Date : Sun, 10 May 2015 18:49:42 +0100
From : julianbrown99@... (Julian Brown)
Subject: The mythical chunky graphics mode
Hi,
A while ago I happened across a page that describes how to set up a
"chunky" graphics mode on the BBC micro:
http://modelb.bbcmicro.com/tech-chunky.html
I've been experimenting with this idea, but hitting some very strange
failures: basically "chunky" mode works fine in an emulator (b-em v2.2 on
Linux, to be specific), but on real hardware -- depending on the BBC model
-- it either doesn't work at all, or works only with some caveats. I'm
using the composite video outputs of my beebs (with colour burst enabled),
attached to an LCD TV/monitor.
On a Master:
* Initialising a "chunky" mode using the low-speed CRTC clock (modes 4/5/6)
works fine.
* Initialising a "chunky" mode using the high-speed CRTC clock (modes
0/1/2) gives the expected result for every other byte, but the in-between
bytes are scrambled: this is partially explained by
http://beebwiki.mdfs.net/Address_translation (the XOR'ing of the MA6 line
with the 1MHz clock), but the logic in the Master's CRTC MUX appears to be
more complicated: either MA6 or MA7 is toggled, depending on the value of
RA0. (Our supposition is that this is because there are more rows in the
Master's DRAM chips to refresh).
This is understandable (though not behaviour that is emulated correctly by
b-em!), but means that a true "high-resolution" chunky mode is impossible
on the Master.
So, I thought I'd try on a Model B instead, only to find that the technique
does not work *at all* there! I expected low-speed CRTC-clock "chunky" mode
to work as-is, as it does on the Master, and for high-speed CRTC-clock mode
to work also, albeit with the 6th address bit toggled on every other byte.

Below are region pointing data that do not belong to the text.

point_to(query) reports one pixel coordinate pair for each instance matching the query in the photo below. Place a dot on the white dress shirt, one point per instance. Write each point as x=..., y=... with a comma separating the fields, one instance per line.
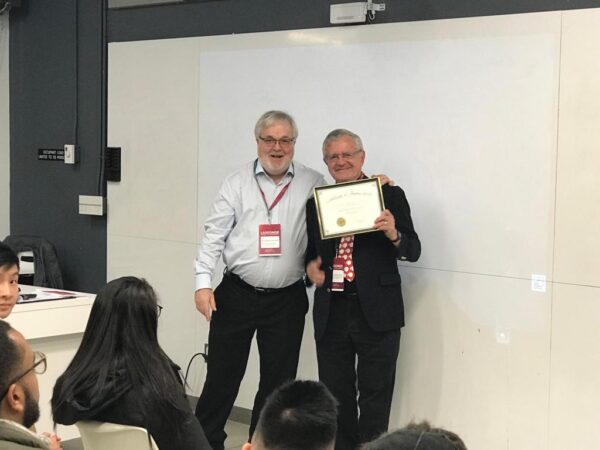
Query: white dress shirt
x=232, y=226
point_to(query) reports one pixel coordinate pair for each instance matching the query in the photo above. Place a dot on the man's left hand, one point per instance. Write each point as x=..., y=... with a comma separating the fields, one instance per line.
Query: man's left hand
x=384, y=179
x=386, y=223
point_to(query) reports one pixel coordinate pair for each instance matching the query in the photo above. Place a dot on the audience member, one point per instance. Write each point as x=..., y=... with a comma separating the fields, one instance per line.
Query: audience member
x=19, y=409
x=9, y=280
x=419, y=436
x=299, y=415
x=120, y=374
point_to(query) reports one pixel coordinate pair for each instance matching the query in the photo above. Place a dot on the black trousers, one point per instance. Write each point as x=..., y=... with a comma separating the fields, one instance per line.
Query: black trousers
x=358, y=365
x=278, y=320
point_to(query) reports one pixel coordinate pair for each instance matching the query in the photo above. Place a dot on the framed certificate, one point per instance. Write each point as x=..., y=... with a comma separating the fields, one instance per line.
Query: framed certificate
x=348, y=208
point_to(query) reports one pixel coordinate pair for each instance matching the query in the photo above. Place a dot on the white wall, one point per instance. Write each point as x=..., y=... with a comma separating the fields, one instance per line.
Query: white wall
x=489, y=124
x=4, y=130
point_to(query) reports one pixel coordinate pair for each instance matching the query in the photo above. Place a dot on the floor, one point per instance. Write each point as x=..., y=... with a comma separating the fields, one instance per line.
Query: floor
x=237, y=434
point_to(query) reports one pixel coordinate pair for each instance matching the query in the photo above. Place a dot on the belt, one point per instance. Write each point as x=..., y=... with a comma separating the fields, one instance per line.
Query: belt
x=237, y=280
x=346, y=295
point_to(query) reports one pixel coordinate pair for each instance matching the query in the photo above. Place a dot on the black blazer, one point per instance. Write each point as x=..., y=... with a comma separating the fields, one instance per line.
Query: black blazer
x=374, y=257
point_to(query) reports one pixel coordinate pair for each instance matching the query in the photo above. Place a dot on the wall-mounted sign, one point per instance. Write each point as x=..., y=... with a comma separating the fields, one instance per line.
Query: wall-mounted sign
x=51, y=154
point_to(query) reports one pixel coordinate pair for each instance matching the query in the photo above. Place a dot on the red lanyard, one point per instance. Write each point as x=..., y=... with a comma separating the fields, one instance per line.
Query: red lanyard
x=277, y=199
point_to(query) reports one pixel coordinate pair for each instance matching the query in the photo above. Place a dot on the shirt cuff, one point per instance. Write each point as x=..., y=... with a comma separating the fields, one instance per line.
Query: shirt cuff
x=203, y=281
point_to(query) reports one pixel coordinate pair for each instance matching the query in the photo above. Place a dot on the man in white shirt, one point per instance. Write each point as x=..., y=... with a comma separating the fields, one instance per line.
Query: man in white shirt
x=258, y=225
x=9, y=280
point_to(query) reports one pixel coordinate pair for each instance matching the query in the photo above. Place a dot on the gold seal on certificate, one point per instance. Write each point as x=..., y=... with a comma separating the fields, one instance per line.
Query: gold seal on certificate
x=348, y=208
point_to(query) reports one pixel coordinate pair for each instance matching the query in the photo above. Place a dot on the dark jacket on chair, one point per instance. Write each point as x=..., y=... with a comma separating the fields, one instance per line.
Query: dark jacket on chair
x=47, y=271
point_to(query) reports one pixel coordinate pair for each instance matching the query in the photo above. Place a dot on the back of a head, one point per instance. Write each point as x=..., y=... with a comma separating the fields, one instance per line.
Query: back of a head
x=123, y=320
x=119, y=351
x=419, y=436
x=299, y=415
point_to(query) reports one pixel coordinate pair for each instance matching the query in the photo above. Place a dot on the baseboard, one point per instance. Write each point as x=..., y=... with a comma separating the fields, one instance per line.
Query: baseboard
x=238, y=414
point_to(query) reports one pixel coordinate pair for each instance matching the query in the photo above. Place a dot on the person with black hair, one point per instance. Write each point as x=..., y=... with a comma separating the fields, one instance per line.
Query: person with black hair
x=9, y=280
x=299, y=415
x=420, y=436
x=120, y=374
x=19, y=393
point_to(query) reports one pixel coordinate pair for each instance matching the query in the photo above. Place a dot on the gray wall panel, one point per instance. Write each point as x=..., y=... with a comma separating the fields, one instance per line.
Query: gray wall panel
x=44, y=195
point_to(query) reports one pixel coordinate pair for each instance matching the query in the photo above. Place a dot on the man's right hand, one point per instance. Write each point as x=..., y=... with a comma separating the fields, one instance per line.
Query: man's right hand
x=205, y=302
x=314, y=272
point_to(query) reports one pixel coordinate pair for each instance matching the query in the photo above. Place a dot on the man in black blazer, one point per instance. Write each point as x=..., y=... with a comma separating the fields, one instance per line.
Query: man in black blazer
x=357, y=328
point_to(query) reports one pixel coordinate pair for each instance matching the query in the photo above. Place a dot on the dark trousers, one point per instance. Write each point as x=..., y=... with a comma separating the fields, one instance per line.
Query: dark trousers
x=278, y=320
x=358, y=365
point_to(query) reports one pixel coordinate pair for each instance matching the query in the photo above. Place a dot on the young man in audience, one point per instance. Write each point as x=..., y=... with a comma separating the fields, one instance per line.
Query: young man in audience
x=299, y=415
x=19, y=391
x=419, y=436
x=9, y=280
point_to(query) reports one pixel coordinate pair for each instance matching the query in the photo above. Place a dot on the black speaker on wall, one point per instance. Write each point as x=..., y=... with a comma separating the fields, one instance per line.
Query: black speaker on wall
x=112, y=164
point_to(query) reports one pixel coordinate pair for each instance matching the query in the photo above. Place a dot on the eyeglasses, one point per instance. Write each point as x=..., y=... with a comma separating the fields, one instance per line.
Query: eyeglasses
x=346, y=156
x=283, y=143
x=39, y=367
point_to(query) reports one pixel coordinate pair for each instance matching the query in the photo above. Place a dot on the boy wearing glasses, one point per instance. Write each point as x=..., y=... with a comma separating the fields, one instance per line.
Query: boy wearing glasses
x=9, y=280
x=19, y=391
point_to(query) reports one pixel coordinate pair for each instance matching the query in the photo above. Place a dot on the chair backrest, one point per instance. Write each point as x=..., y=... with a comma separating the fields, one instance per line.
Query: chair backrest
x=111, y=436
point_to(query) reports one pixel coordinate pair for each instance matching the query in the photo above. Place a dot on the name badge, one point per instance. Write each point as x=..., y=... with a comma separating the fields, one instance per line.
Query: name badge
x=337, y=277
x=269, y=239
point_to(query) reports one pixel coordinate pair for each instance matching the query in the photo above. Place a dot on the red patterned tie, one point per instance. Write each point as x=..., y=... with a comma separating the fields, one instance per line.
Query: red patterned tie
x=345, y=251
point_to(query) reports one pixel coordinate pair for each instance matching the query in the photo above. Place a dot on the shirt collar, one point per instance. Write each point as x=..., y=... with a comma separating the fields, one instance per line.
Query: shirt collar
x=258, y=169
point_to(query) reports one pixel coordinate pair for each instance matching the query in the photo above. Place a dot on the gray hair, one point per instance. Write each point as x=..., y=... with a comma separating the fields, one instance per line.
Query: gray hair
x=271, y=117
x=338, y=133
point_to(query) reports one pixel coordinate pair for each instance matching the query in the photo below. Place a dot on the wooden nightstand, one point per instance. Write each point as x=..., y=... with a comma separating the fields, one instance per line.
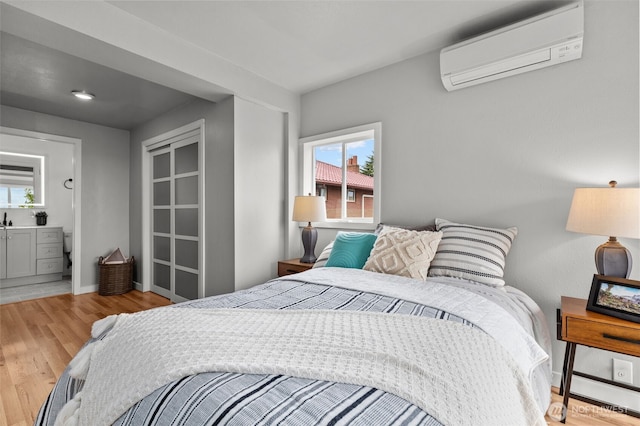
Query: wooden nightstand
x=292, y=266
x=577, y=326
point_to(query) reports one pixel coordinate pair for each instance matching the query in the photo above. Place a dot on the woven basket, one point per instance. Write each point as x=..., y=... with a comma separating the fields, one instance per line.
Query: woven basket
x=115, y=278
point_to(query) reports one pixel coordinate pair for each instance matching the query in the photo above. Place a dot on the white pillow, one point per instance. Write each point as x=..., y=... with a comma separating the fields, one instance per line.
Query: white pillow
x=470, y=252
x=403, y=252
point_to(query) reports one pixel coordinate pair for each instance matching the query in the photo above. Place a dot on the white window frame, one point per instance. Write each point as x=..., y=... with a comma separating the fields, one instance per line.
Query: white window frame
x=352, y=134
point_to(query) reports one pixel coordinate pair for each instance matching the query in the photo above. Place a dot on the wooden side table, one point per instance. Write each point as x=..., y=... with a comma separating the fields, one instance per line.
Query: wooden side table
x=292, y=266
x=577, y=326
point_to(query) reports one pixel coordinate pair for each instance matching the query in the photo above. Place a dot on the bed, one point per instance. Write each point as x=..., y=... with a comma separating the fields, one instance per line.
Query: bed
x=332, y=345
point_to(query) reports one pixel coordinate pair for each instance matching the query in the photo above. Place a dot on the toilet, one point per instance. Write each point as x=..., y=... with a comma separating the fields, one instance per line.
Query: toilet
x=67, y=245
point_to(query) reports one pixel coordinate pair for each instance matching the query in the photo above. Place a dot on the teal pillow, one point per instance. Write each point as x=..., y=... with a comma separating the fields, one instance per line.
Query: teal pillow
x=351, y=250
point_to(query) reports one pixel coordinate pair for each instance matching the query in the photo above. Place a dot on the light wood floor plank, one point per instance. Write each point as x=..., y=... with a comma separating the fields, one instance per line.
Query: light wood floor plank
x=38, y=339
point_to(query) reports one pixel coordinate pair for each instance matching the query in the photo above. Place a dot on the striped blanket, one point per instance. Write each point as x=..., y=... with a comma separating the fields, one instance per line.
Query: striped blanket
x=231, y=398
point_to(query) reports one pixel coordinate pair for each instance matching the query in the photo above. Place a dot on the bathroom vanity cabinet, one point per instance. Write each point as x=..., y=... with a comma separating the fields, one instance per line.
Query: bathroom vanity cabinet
x=30, y=255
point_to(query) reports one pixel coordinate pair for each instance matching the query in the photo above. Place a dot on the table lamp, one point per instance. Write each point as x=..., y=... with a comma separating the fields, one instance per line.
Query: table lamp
x=612, y=212
x=309, y=209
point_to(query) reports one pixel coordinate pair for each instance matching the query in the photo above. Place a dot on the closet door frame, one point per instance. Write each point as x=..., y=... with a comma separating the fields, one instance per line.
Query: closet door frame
x=150, y=145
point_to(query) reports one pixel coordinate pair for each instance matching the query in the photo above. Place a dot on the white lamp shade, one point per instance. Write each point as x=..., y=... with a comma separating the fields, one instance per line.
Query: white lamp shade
x=309, y=209
x=612, y=212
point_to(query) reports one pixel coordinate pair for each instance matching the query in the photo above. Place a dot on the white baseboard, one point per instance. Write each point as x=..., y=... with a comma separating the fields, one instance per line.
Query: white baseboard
x=87, y=289
x=602, y=392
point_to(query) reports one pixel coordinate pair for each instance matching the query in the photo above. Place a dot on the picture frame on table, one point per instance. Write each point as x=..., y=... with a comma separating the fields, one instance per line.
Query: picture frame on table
x=616, y=297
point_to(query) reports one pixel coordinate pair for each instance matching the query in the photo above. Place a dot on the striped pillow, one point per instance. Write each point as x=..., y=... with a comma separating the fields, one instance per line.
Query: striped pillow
x=471, y=252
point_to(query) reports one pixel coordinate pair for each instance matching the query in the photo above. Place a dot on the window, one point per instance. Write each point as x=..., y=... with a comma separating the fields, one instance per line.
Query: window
x=344, y=167
x=21, y=180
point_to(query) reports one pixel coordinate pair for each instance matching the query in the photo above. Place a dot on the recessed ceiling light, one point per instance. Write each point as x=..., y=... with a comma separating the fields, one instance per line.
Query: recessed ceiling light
x=81, y=94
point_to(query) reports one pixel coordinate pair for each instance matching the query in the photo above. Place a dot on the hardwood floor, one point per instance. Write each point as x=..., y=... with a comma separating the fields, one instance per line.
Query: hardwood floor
x=39, y=337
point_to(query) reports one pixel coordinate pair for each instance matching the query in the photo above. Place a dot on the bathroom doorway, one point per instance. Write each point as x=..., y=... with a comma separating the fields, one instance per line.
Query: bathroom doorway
x=62, y=202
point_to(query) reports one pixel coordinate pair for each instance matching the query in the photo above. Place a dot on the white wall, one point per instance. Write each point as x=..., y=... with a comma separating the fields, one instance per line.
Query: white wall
x=105, y=184
x=259, y=193
x=509, y=152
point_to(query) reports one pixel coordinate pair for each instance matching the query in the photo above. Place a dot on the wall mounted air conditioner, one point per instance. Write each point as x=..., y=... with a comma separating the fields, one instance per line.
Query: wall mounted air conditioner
x=544, y=40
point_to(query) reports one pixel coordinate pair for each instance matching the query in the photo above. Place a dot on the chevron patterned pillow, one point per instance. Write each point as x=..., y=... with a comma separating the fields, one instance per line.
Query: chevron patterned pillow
x=403, y=252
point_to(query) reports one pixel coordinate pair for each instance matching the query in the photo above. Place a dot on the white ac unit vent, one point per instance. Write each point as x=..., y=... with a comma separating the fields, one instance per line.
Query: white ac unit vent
x=544, y=40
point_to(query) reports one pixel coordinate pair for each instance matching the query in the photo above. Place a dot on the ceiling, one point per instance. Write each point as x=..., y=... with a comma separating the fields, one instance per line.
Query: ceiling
x=298, y=45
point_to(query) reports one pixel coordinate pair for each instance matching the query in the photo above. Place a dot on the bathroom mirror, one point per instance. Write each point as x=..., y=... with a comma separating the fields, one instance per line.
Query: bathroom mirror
x=21, y=180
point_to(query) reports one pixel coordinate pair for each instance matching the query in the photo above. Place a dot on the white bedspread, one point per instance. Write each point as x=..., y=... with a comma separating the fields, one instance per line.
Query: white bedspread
x=409, y=356
x=489, y=316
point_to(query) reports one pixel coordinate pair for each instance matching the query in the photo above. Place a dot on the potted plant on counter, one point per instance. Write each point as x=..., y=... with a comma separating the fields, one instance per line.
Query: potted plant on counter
x=41, y=218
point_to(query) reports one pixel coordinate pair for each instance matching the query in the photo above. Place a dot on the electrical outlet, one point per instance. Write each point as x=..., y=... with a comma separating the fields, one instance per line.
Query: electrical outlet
x=622, y=371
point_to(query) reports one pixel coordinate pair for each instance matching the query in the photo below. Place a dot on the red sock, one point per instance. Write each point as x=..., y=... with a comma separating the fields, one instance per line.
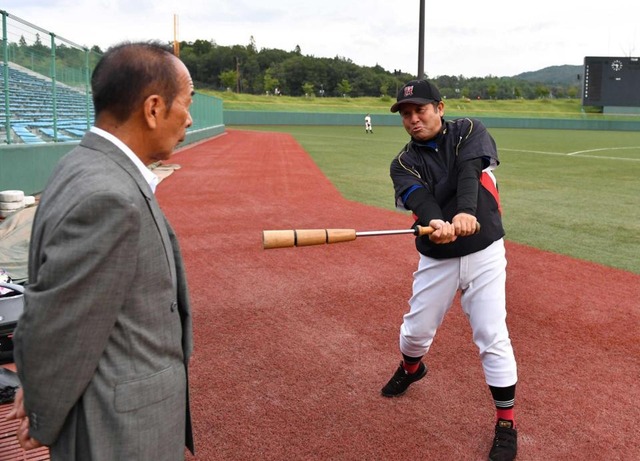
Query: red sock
x=508, y=414
x=410, y=368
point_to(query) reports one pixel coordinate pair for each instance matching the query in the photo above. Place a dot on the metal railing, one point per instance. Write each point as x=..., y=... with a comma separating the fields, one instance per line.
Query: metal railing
x=45, y=84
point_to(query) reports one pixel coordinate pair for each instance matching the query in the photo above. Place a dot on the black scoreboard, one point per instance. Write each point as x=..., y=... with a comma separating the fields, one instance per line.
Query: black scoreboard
x=610, y=81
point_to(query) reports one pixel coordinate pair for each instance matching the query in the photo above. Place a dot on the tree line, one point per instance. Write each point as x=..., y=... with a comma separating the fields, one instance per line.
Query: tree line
x=245, y=69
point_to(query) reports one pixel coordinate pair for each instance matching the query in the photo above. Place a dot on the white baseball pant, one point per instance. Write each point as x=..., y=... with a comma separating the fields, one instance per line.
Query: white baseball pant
x=481, y=278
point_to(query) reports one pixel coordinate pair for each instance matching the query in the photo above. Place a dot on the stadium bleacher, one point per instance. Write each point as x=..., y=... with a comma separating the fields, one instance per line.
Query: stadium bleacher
x=31, y=111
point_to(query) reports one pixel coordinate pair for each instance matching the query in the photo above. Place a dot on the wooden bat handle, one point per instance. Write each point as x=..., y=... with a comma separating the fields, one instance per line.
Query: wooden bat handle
x=305, y=237
x=427, y=230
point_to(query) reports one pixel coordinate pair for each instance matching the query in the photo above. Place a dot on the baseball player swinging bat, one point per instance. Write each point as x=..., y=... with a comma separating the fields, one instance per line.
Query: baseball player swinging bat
x=306, y=237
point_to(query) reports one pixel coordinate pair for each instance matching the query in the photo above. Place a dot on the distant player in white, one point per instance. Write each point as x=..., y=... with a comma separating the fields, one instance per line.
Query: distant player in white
x=367, y=124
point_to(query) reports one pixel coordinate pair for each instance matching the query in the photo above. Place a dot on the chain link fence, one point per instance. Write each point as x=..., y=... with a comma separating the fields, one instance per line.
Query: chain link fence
x=46, y=87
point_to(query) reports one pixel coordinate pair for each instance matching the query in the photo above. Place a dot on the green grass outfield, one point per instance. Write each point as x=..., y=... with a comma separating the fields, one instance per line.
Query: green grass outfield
x=571, y=192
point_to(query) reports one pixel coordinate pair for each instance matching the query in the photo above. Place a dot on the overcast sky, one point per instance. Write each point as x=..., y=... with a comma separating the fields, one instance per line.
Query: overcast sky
x=473, y=38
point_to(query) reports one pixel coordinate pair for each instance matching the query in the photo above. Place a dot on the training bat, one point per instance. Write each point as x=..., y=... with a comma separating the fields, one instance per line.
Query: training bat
x=306, y=237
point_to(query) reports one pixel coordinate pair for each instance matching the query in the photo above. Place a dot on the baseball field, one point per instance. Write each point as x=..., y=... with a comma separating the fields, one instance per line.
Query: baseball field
x=293, y=345
x=575, y=193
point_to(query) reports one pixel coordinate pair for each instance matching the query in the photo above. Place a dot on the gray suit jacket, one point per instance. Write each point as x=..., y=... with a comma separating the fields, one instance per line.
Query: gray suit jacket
x=103, y=345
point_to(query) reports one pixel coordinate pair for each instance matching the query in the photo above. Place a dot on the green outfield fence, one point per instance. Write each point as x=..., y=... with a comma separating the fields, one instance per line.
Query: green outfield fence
x=46, y=105
x=247, y=117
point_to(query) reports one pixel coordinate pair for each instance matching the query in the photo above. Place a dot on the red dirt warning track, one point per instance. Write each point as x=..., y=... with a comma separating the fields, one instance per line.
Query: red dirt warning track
x=293, y=345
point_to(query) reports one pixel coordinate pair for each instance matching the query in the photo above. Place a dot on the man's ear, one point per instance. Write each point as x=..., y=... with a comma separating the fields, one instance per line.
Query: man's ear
x=153, y=107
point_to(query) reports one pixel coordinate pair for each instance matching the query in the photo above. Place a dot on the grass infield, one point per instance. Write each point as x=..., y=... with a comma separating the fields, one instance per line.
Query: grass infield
x=570, y=192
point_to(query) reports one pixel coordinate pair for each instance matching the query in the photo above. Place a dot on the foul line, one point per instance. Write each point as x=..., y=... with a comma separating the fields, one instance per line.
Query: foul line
x=581, y=153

This would have given a usable result, if mildly awkward.
But, it seems that the horizontal and/or vertical sync pulses are getting
corrupted somehow, simply through asserting TTXVDU in a given mode.
You can try this yourself easily enough from BASIC (at your own risk!):
e.g. something like,
10 MODE4
20 VDU23,0,12,&28,0,0,0,0,0,0
30 FOR A%=&7C00 TO &7FFF
40 ?A%=255
50 NEXT
Rather than the expected solid-white screen, this gives a signal that my
monitor (at least) cannot lock onto.
A friend and I have been staring at the schematic for a while, and can't
make any sense of this! Does anyone know what's going on? Has anyone ever
got this working? Why does it work on the Master (even as far as it does),
if not the Model B?
(Possible ideas: IC15 sinks all the current from D0-D7, leaving IC6 (Video
ULA) in a strange state, or IC5 (SAA5050) emits non-zero nonsense on its
RGB outputs and IC6 just OR's them together with its own RGB values --
expecting the former to be zero when bit 1 of the video ULA control
register is zero -- instead of muxing them properly? Neither of those would
really explain why the syncs are getting broken though, I don't think.)